Interviews with migrants suggest that both Indonesia and the Philippines grant citizenship through the nationality of the parents, adhering to the principle of jus sanguinis. Currently, individuals of Indonesian and Filipino descent must travel to their country of origin in order to apply for a passport. However, there is an Indonesian consulate in Sabah which could assist those of Indonesian descent with the processing of identity documents. There is no permanent consular presence for the Philippines, however, due to an unresolved dispute between the governments of Malaysia and the Philippines over the ownership of Sabah.

The existence of undocumented children in Sabah who may be vulnerable to statelessness is a complex and politicized issue. Recognizing the problematic situation, Malaysian non-governmental organizations and the Malaysian Human Rights Commission (SUHAKAM) have conducted fact-finding missions to Sabah. Both the Office of the UN High Commissioner for Refugees (UNHCR) and the UN Children’s Fund (UNICEF) report that their offices are monitoring this issue. While steps are being taken to assist undocumented children in Sabah, many are still in need of increased protection and access to their basic rights, including an identity, a nationality, and education.

Policy recommendations
  • The Government of Malaysia should ensure that all births in Malaysia are registered.
  • The Government of Malaysia should convene discussions on the issue of children vulnerable to statelessness in Sabah to develop a strategic plan of assistance involving all concerned parties: the Governments of Indonesia and the Philippines, UNHCR and UNICEF, Ministers of Parliament, Malaysian NGOs and migrant community leaders.
  • The Government of Malaysia should uphold its commitments under the Convention on the Rights of the Child and allow free primary education to undocumented children.

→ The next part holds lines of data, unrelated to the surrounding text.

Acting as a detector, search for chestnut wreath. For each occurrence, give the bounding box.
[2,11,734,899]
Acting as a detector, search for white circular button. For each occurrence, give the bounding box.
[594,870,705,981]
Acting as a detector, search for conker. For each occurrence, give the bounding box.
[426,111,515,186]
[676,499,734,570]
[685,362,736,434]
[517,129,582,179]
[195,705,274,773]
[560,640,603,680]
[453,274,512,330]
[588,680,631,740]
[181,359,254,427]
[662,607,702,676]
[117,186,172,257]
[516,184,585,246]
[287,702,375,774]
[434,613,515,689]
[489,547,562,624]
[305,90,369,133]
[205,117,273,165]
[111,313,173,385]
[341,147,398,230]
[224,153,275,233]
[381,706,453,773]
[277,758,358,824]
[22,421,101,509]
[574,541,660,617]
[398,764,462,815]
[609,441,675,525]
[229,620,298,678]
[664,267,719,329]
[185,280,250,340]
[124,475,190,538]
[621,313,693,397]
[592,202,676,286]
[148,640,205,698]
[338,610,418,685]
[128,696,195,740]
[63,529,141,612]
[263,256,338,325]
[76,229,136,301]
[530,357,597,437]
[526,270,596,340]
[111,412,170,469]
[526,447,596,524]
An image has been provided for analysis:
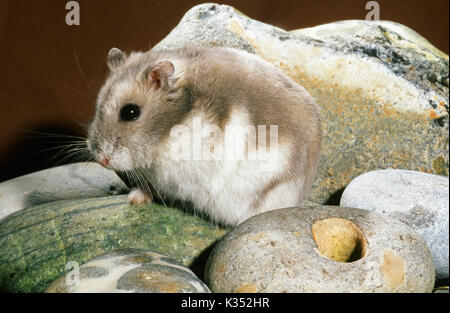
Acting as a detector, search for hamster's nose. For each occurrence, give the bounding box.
[99,155,110,168]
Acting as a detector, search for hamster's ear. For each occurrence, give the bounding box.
[145,60,175,90]
[107,48,126,71]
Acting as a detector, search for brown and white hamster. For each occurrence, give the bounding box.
[87,46,321,226]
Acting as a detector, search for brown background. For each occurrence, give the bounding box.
[0,0,448,182]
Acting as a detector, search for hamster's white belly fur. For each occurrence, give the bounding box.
[151,154,302,225]
[149,109,304,225]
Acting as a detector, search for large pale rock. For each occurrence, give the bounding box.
[0,196,228,292]
[205,205,435,293]
[341,169,449,280]
[46,250,210,293]
[154,3,449,203]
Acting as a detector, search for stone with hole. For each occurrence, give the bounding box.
[205,205,435,292]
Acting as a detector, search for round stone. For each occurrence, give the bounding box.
[341,169,449,280]
[205,205,435,293]
[46,250,210,293]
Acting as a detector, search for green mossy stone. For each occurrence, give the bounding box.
[0,196,229,292]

  • The Government of Malaysia should cease the arrest and detention of undocumented children in Sabah.
  • The Government of the Philippines should ensure that migrants from the Philippines have regular access to representatives of the Philippine Embassy to receive assistance with the processing of identity documents for children of Filipino descent.

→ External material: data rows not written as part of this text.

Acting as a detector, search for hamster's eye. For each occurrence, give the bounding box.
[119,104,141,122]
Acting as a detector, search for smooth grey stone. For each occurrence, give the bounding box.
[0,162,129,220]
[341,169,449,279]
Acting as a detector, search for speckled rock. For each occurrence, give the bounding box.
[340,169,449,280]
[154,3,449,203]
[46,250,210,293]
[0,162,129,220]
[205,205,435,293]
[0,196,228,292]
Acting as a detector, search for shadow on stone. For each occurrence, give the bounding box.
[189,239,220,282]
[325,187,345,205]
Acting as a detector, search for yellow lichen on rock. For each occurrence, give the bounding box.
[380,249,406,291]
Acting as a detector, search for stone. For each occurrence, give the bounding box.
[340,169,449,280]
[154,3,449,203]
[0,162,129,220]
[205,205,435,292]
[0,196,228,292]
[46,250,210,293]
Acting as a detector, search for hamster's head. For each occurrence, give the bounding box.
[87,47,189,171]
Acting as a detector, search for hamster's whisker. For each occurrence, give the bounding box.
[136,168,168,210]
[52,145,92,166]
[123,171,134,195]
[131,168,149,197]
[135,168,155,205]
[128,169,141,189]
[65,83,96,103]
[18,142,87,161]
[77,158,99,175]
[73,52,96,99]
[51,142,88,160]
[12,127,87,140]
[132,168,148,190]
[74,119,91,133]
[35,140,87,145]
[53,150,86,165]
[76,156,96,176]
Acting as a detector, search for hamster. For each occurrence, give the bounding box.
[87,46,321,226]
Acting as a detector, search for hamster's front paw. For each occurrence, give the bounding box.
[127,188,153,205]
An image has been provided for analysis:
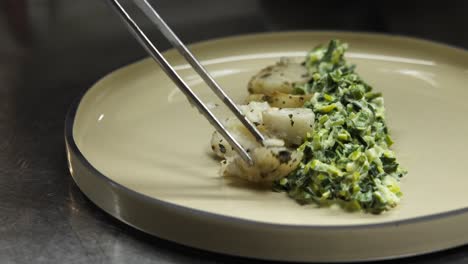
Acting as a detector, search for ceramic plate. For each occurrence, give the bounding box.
[65,32,468,262]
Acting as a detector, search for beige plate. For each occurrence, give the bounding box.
[66,32,468,262]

  • UNHCR undertake a survey to identify the numbers of children who are stateless or at risk of statelessness and take concrete steps to prevent and reduce statelessness.
  • UNICEF increase advocacy efforts on the protection of undocumented children in Sabah and support local community education programs that are already in place
  • In cooperation with the Government of Malaysia, UNICEF facilitate the registration process to ensure that all children are registered at birth.
It is bad enough that Filipino migrant work exacts toll on children left behind at home, what more if they were left behind in a foreign soil (Sabah) to fend for themselves in a society with a mindset that excludes them? If you are interested in advocating for the rights of migrant workers and their children read the UN 1990 Convention, On the Protection of the Rights of All Migrant Workers and Members of their Families.